Wanted: angry young women (and men)

24 Sep

We’re welcoming new students to the university this week. Expectations are high: they have every right to expect that we know what we’re doing. But they shouldn’t…

Tomorrow’s leaders are people who know they can do better, who see a gap in the market and have the commitment to go for it. Here are some of that gaps that exist:

  • Why isn’t public relations a proper profession?
  • Why can’t anyone explain how PR differs from marketing?
  • Why don’t lecturers and current PR practitioners understand social media?
  • Why is there such a disconnect between theory and practice?
  • Why is media relations still so important a PR tool (see discussion below)?
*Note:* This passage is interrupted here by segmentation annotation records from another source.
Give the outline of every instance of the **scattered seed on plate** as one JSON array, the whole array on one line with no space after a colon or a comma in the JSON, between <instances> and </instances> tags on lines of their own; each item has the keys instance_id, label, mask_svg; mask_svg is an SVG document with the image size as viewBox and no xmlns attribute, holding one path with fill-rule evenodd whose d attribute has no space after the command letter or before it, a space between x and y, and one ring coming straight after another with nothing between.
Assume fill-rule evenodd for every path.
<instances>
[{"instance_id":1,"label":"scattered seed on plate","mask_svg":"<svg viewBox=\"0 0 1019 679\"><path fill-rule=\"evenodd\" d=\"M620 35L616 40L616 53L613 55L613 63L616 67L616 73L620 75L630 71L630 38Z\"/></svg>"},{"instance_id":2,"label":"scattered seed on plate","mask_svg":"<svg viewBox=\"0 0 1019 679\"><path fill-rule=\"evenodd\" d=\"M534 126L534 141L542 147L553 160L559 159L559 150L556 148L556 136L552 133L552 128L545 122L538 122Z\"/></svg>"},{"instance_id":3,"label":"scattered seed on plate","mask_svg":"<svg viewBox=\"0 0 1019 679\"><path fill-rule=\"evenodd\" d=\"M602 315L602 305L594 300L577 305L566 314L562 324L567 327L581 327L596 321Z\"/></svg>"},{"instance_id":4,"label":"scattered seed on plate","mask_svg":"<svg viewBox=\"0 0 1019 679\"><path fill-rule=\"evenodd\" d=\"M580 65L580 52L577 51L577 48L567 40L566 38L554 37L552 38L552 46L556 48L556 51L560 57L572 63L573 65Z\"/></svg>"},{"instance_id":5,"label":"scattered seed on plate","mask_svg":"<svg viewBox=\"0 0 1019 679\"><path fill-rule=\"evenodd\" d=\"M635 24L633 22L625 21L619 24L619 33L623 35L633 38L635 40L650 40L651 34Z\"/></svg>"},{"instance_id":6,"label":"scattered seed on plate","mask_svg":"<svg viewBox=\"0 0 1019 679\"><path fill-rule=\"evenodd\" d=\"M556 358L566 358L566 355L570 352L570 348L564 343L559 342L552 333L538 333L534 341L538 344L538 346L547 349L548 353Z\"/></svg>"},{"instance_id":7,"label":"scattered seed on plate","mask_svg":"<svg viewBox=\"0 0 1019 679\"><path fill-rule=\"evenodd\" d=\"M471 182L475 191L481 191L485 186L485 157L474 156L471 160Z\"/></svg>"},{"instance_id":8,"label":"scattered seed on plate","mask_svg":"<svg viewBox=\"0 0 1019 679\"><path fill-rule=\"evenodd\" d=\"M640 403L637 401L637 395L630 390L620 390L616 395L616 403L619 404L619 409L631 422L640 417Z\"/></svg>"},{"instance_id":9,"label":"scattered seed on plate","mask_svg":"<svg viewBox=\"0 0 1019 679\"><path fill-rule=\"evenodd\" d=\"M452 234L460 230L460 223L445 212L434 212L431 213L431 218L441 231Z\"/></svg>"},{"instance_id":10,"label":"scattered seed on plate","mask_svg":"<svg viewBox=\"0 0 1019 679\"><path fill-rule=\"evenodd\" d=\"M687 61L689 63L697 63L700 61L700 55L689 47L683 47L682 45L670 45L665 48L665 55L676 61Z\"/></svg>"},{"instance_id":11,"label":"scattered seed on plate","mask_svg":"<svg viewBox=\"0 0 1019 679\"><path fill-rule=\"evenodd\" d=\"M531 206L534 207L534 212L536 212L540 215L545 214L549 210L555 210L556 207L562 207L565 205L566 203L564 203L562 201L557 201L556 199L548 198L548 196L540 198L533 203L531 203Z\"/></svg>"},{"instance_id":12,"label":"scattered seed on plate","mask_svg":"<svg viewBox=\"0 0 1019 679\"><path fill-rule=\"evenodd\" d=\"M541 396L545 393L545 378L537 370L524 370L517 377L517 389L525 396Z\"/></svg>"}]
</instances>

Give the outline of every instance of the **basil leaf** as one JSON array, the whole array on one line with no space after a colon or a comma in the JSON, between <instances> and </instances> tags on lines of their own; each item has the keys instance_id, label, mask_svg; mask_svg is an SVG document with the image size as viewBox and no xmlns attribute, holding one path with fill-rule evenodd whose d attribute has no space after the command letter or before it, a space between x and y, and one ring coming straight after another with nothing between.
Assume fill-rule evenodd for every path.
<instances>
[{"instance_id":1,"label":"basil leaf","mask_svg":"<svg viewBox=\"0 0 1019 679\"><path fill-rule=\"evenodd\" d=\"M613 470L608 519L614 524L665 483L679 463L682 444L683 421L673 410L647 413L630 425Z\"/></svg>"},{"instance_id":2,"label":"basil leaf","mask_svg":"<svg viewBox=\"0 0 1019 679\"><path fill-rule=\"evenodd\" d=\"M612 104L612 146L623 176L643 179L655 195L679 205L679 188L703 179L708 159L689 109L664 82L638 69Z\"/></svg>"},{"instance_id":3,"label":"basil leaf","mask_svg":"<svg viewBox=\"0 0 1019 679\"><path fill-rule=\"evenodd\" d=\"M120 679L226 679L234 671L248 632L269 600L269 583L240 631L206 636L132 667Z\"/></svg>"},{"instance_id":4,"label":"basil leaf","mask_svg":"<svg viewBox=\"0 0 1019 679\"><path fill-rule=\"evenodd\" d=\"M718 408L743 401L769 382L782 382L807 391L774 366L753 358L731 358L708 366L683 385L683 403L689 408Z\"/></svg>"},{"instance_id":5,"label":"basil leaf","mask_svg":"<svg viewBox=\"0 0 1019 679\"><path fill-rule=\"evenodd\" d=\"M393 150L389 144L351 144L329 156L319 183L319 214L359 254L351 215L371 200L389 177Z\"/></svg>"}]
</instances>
If any of this makes you angry… good. If you don’t believe you can change the world now, then you never will.

6 Responses to “Wanted: angry young women (and men)”

  1. David Reich 25/09/2007 at 3:45 pm #

    I’ll give some very brief answers to the questions posed above. Each could be a lengthy discussion of itself.
    1) I never considered PR not to be a “proper” profession. If it’s done properly and professionally, it serves a valuable purpose for businesses and organizations. If this question means why are p.r. people not licensed, that’s another discussion. (I’ve been talking about licensing at my 2 cents, at http://reichcomm.typepad.com )
    2) It’s been explained many times. PR and marketing have many areas where they overlap. There are cases where p.r. is used as a marketing tool. There are also times when advertising and other marketing tactics may be used as a p.r. tool, to help communicate a point of view. They are not always separate… and why must they be?
    3) Some p.r. practicioners do understand social media, so this is a sweeping generality that’s unfair and inaccurate. Because it’s such a new medium, p.r. people (and marketers as well) are still trying to find ways to utilize social media effectively and ethically. Unfortunatelky, there are still many p.r. practicioners who don’t seem to understand traditiional media or they wouldn’t pitch reporters stories that are off-target or call them on deadline. Both are common complains we hear from the media.
    4) I can;t explain this one. It’s a good question. People may talk a good game, but when it comes down to it, they’ll take shortcuts or forget about ethics in order to achieve their goal. I’m afraid this is true in many professions and is not unqiue to public relations.
    5) Media relations remains an important p.r. tool because there’s demand for it. If business and organizations could find a way to get their messages out without paying us to help them, they’d use it and we’d be looking for other work.
    Media relations tactics could stand some improvement. Too many needless news releases, for example, are sent out to long lists that include media and others who shouldn’t be receiving them. Too many p.r. people still hound reporters, call on deadline or without a clue of what that reporter covers, and then they won’t take no for an answer.
    But media relations still serves a necessary purpose, as do all the other areas of public relations that often get overlooked.
    These brief and simplified answers come from 35 years in the p.r. business in the U.S., working in this nation’s most competitive market — New York City. I’ve done mainly media relations, but my work hasd also encompassed investor relations, employee relations, criis planning and communications, executive speechwriting and more.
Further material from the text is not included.